Sabtu, 07 Desember 2024, Perayaan Wajib Santo Ambrosius, Uskup dan Pujangga Gereja
Dalam perayaan wajib Santo Ambrosius, Yesaya 30:19-21, 23-26 dan Matius 9:35-10:1, 6-8 seperti dua jendela yang membuka hati kita kepada kasih Allah yang melampaui batas pemahaman. Kedua bacaan ini bukan hanya kisah tentang sejarah penyelamatan, tetapi undangan bagi kita untuk menemukan kembali kehadiran Tuhan yang aktif bekerja di dunia.
Bayangkan kata-kata Yesaya seperti embun pagi yang menyentuh lembut padang rumput yang kering. “Tuhan pasti mengasihani engkau pada saat engkau berseru; Ia sungguh akan mendengarkan engkau” (Yes. 30:19). Di sini, Tuhan hadir bukan sebagai pengamat yang pasif, tetapi sebagai Pribadi yang datang dengan belas kasih sejati, menghapus air mata dan menawarkan jalan di tengah kebingungan. “Inilah jalan, berjalanlah mengikutinya” (Yes. 30:21) adalah undangan penuh harapan, suara lembut yang membimbing kita di saat kita merasa tersesat. Santo Ambrosius memahami ayat ini sebagai perwujudan bimbingan Roh Kudus yang bekerja dalam hati nurani, memimpin setiap orang kepada terang kebenaran (De Spiritu Sancto, 381).
Di sisi lain, Matius menghadirkan sosok Yesus yang tidak hanya berbelas kasih, tetapi juga bertindak. Ia pergi dari satu kota ke kota lain, dari satu desa ke desa lain, menyembuhkan penyakit, mengusir roh jahat, dan membawa kabar baik Kerajaan Allah. Pandangan-Nya terhadap orang banyak yang “seperti domba tanpa gembala” (Mat. 9:36) adalah gambaran hati Allah yang penuh kasih. Yesus tidak berhenti pada rasa iba; Ia melibatkan para murid-Nya dalam misi pelayanan kasih yang meluas. Ketika Ia berkata, “Pergilah kepada domba-domba yang hilang dari umat Israel” (Mat. 10:6), Yesus mengingatkan bahwa belas kasih itu konkret dan menyentuh langsung kehidupan orang-orang yang terluka.
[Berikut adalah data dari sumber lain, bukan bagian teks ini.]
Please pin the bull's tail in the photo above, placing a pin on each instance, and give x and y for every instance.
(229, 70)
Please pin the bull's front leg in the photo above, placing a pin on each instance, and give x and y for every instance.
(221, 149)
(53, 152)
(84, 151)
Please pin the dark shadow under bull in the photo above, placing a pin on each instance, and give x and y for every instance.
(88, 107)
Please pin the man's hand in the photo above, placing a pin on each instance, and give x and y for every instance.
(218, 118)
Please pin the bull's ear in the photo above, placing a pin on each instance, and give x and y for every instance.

Raymond E. Brown dalam An Introduction to the New Testament (1997) mencatat bahwa pelayanan kasih ini bukan sekadar tindakan karitatif, tetapi panggilan untuk menyadari bahwa keselamatan adalah anugerah yang diberikan cuma-cuma, yang juga harus dibagikan tanpa pamrih. Santo Ambrosius menggemakan semangat ini dalam hidupnya. Ia berkata, “Kita harus berbicara dengan kasih, bertindak dengan kasih, dan hidup dalam kasih, sebab kasih itulah yang menandai kehadiran Allah” (Expositio Psalmi CXVIII, 387).
Kisah hidup Santo Ambrosius memberi kita teladan bagaimana iman yang mendalam dapat berubah menjadi hikmat yang membimbing tindakan. Ia dikenal sebagai seorang pemimpin yang tidak hanya memahami teologi, tetapi juga tahu bagaimana menerapkannya dalam kehidupan nyata. Ia adalah sosok gembala yang menuntun umatnya dengan kelembutan sekaligus ketegasan.
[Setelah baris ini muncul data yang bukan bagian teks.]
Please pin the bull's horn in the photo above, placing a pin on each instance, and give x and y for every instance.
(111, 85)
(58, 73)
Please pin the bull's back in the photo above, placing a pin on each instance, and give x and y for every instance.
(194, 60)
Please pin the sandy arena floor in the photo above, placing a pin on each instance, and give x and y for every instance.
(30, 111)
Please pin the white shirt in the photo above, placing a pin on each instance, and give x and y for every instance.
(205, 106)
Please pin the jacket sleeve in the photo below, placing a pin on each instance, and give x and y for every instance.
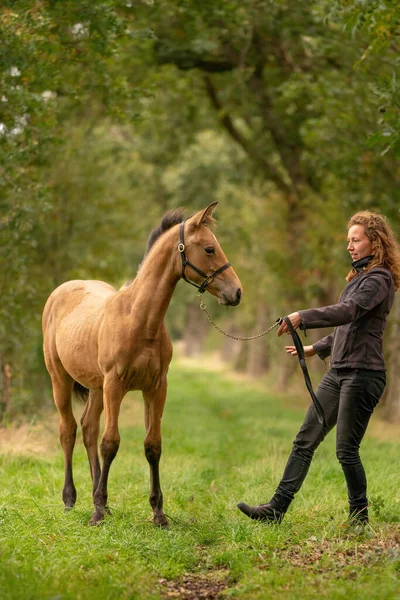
(323, 347)
(371, 292)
Hari ini, kita diundang untuk menjadi saksi dari cahaya dan belas kasih yang sama. Ketika dunia terasa gelap, suara Tuhan tetap berbicara dalam hati kita, seperti janji-Nya melalui Yesaya. Ketika kita melihat penderitaan di sekitar kita, Yesus mengajak kita untuk bertindak seperti para murid-Nya, membawa kesembuhan dan harapan bagi mereka yang terluka.
Santo Ambrosius, yang mengabdikan hidupnya bagi Allah dan umat-Nya, mengingatkan kita bahwa iman sejati tidak pernah statis. Iman itu hidup, tumbuh, dan mekar ketika kita berdoa, mencintai, dan melayani. Melalui refleksi ini, semoga kita dapat menemukan kekuatan baru untuk mengikuti suara Tuhan dan membagikan kasih-Nya kepada dunia.
Daftar Pustaka
- Ambrosius, Santo. De Spiritu Sancto. Roma: Editrice Vaticana, 381.
- Ambrosius, Santo. Expositio Psalmi CXVIII. Roma: Editrice Vaticana, 387.
- Brown, Raymond E. An Introduction to the New Testament. New York: Doubleday, 1997.